Top 5 Web Design Myths to Ignore
As designers, we know that creating high-quality user experiences can take time and require careful planning, but not all of us are up to speed when designing good online content.
Sometimes our knowledge gets in the way of making informed decisions about how best to present information to our audience.
And sometimes, those bad ideas spread like wildfire through social media channels and across the internet before anyone stops to question whether or not they’re actually true.
However, it doesn’t have to stop you from developing beautiful, functional sites!
Here are five common web design myths we often see worldwide that aren’t supported by current research. Avoid these web design myths at all costs if you care about providing excellent service for your clients and users.
Myth #1 – Websites must be flashy
Once, there was this idea out there that “if I’m going to pay money, then my site needs to look incredible in every way possible.”
These web design myths have been perpetuated far too long now, and there’s no evidence supporting their validity.
The only reason you need to spend much money on your web design is to make your business more visible to potential customers.
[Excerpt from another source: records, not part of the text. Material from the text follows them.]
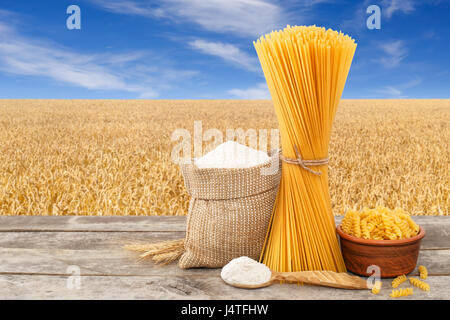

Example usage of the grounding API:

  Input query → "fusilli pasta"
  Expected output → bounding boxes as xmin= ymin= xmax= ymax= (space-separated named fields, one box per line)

xmin=390 ymin=288 xmax=413 ymax=298
xmin=409 ymin=278 xmax=430 ymax=291
xmin=419 ymin=266 xmax=428 ymax=280
xmin=341 ymin=207 xmax=419 ymax=240
xmin=392 ymin=274 xmax=408 ymax=288
xmin=372 ymin=281 xmax=381 ymax=294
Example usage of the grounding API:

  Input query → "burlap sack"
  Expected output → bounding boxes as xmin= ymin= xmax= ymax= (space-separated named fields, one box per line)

xmin=178 ymin=151 xmax=281 ymax=268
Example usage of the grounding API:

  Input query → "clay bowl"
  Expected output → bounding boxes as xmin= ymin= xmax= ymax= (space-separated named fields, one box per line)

xmin=336 ymin=226 xmax=425 ymax=278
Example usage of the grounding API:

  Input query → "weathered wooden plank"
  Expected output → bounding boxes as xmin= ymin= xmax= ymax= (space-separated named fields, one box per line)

xmin=0 ymin=246 xmax=450 ymax=277
xmin=0 ymin=231 xmax=185 ymax=250
xmin=0 ymin=216 xmax=186 ymax=232
xmin=0 ymin=274 xmax=450 ymax=300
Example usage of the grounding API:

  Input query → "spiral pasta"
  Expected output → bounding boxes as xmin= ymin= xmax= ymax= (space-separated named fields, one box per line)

xmin=390 ymin=288 xmax=413 ymax=298
xmin=392 ymin=274 xmax=408 ymax=288
xmin=372 ymin=281 xmax=382 ymax=294
xmin=419 ymin=266 xmax=428 ymax=280
xmin=409 ymin=278 xmax=430 ymax=291
xmin=341 ymin=206 xmax=419 ymax=240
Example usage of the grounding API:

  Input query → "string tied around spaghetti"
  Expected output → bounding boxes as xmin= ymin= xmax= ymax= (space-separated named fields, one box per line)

xmin=280 ymin=145 xmax=329 ymax=176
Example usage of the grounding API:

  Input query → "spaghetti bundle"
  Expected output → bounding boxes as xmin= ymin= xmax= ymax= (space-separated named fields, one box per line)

xmin=254 ymin=26 xmax=356 ymax=272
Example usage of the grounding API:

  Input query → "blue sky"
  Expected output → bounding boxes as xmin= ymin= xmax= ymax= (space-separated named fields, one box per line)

xmin=0 ymin=0 xmax=450 ymax=99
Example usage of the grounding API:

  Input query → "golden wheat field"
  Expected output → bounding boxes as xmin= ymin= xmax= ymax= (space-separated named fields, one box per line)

xmin=0 ymin=100 xmax=450 ymax=215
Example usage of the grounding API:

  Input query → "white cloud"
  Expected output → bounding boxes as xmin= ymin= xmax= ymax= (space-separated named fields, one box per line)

xmin=228 ymin=82 xmax=270 ymax=100
xmin=189 ymin=39 xmax=260 ymax=71
xmin=381 ymin=0 xmax=415 ymax=18
xmin=374 ymin=40 xmax=408 ymax=68
xmin=91 ymin=0 xmax=284 ymax=37
xmin=376 ymin=76 xmax=422 ymax=99
xmin=0 ymin=17 xmax=195 ymax=98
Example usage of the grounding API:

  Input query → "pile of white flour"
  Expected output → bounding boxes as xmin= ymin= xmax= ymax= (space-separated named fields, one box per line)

xmin=220 ymin=256 xmax=272 ymax=285
xmin=195 ymin=141 xmax=270 ymax=169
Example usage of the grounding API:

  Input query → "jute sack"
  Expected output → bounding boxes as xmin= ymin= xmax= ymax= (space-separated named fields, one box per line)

xmin=178 ymin=151 xmax=281 ymax=269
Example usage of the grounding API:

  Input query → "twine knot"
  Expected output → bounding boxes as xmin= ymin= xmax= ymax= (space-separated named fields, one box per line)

xmin=280 ymin=145 xmax=329 ymax=176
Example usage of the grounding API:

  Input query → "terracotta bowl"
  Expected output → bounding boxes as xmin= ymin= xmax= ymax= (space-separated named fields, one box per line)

xmin=336 ymin=226 xmax=425 ymax=278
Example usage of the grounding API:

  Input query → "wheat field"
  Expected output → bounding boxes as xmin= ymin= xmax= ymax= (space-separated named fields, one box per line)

xmin=0 ymin=100 xmax=450 ymax=215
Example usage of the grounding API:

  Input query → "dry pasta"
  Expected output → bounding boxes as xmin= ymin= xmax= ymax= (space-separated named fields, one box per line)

xmin=390 ymin=288 xmax=414 ymax=298
xmin=372 ymin=281 xmax=382 ymax=294
xmin=392 ymin=274 xmax=408 ymax=288
xmin=341 ymin=206 xmax=419 ymax=240
xmin=254 ymin=26 xmax=356 ymax=272
xmin=409 ymin=278 xmax=430 ymax=291
xmin=419 ymin=266 xmax=428 ymax=280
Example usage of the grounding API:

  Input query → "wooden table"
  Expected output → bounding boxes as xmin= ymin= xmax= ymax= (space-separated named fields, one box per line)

xmin=0 ymin=216 xmax=450 ymax=300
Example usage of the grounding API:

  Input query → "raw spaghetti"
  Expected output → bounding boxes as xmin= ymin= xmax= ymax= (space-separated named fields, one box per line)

xmin=254 ymin=26 xmax=356 ymax=272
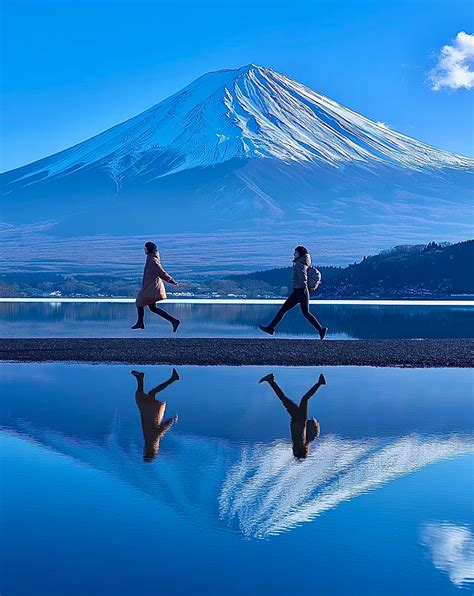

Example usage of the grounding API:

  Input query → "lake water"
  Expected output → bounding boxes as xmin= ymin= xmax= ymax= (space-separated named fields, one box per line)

xmin=0 ymin=364 xmax=474 ymax=596
xmin=0 ymin=302 xmax=474 ymax=339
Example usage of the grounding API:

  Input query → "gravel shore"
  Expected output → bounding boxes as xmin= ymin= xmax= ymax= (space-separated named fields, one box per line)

xmin=0 ymin=338 xmax=474 ymax=368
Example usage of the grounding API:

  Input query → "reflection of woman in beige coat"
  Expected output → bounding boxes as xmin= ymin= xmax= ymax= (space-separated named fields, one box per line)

xmin=132 ymin=368 xmax=179 ymax=462
xmin=132 ymin=242 xmax=180 ymax=332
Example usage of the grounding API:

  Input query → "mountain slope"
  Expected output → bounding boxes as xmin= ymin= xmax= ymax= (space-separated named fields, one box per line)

xmin=0 ymin=65 xmax=474 ymax=271
xmin=1 ymin=64 xmax=472 ymax=192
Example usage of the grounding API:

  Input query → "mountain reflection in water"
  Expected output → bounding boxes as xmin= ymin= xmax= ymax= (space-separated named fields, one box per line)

xmin=2 ymin=365 xmax=474 ymax=538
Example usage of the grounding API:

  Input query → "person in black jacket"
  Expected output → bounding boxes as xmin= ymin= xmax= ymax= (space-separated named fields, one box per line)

xmin=258 ymin=246 xmax=328 ymax=339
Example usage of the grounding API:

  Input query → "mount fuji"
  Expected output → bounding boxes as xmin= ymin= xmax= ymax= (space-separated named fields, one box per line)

xmin=0 ymin=64 xmax=474 ymax=278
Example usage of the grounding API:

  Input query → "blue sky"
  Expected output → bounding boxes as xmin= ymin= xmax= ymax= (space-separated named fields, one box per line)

xmin=0 ymin=0 xmax=474 ymax=171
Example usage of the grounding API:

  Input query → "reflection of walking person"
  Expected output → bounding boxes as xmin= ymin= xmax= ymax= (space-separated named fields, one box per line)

xmin=259 ymin=246 xmax=328 ymax=339
xmin=260 ymin=374 xmax=326 ymax=459
xmin=132 ymin=242 xmax=180 ymax=333
xmin=132 ymin=368 xmax=179 ymax=462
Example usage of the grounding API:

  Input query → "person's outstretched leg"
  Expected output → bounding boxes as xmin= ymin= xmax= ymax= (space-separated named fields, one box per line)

xmin=299 ymin=374 xmax=326 ymax=419
xmin=148 ymin=368 xmax=179 ymax=398
xmin=299 ymin=291 xmax=328 ymax=339
xmin=148 ymin=304 xmax=181 ymax=333
xmin=258 ymin=291 xmax=298 ymax=335
xmin=132 ymin=306 xmax=145 ymax=329
xmin=260 ymin=374 xmax=298 ymax=417
xmin=132 ymin=370 xmax=145 ymax=393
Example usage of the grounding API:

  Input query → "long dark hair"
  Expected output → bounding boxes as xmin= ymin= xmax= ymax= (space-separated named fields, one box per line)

xmin=293 ymin=246 xmax=309 ymax=261
xmin=145 ymin=242 xmax=158 ymax=254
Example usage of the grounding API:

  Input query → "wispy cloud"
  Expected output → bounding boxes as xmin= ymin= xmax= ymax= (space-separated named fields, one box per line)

xmin=421 ymin=523 xmax=474 ymax=587
xmin=429 ymin=31 xmax=474 ymax=91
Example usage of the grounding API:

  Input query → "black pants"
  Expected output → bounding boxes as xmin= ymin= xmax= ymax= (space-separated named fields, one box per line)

xmin=137 ymin=304 xmax=176 ymax=323
xmin=269 ymin=288 xmax=323 ymax=331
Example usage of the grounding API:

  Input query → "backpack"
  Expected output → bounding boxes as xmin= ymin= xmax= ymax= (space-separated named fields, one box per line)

xmin=308 ymin=266 xmax=321 ymax=292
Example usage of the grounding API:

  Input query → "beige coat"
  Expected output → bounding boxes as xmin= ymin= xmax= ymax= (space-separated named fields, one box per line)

xmin=135 ymin=252 xmax=176 ymax=306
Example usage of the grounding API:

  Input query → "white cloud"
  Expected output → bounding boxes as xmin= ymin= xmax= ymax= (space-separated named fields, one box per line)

xmin=429 ymin=31 xmax=474 ymax=91
xmin=421 ymin=523 xmax=474 ymax=587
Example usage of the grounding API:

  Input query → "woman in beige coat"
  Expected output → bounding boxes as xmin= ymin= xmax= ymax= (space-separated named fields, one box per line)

xmin=132 ymin=242 xmax=180 ymax=333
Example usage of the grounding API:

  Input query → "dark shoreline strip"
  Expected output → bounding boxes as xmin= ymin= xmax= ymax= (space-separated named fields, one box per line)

xmin=0 ymin=338 xmax=474 ymax=368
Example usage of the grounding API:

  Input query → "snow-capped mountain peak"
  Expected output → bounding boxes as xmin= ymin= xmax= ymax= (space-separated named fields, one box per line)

xmin=5 ymin=64 xmax=473 ymax=188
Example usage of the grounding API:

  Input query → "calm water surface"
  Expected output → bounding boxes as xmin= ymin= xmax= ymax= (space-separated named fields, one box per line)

xmin=0 ymin=302 xmax=474 ymax=339
xmin=0 ymin=364 xmax=474 ymax=596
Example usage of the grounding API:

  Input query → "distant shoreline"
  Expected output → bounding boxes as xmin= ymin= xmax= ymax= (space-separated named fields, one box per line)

xmin=0 ymin=297 xmax=474 ymax=307
xmin=0 ymin=338 xmax=474 ymax=368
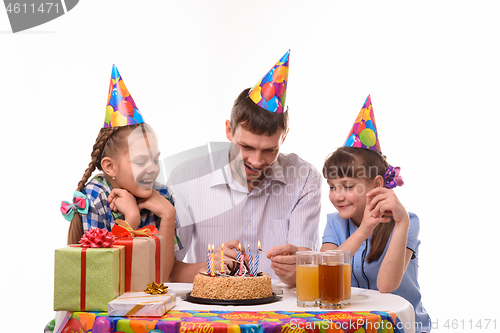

As a rule of thumb, the further away from the entrance people are sitting at the website, the less likely they will find what they’re looking for.
Suppose you’ve ever worked with a client whose vision for their website included bright colours, animated GIFs, mind-bending drop shadows and other special effects.
In that case, chances are they were also hoping for better conversions among visitors.
But many studies show that the opposite is true.
Having fewer fancy graphics and animations makes your pages load faster, which means happier customers. Why?
When a page loads slowly, it can ruin your user experience and even make users leave your site.
Users will abandon a slow-loading website. This could be because they think something went wrong or want to get back to somewhere else on their computer quickly.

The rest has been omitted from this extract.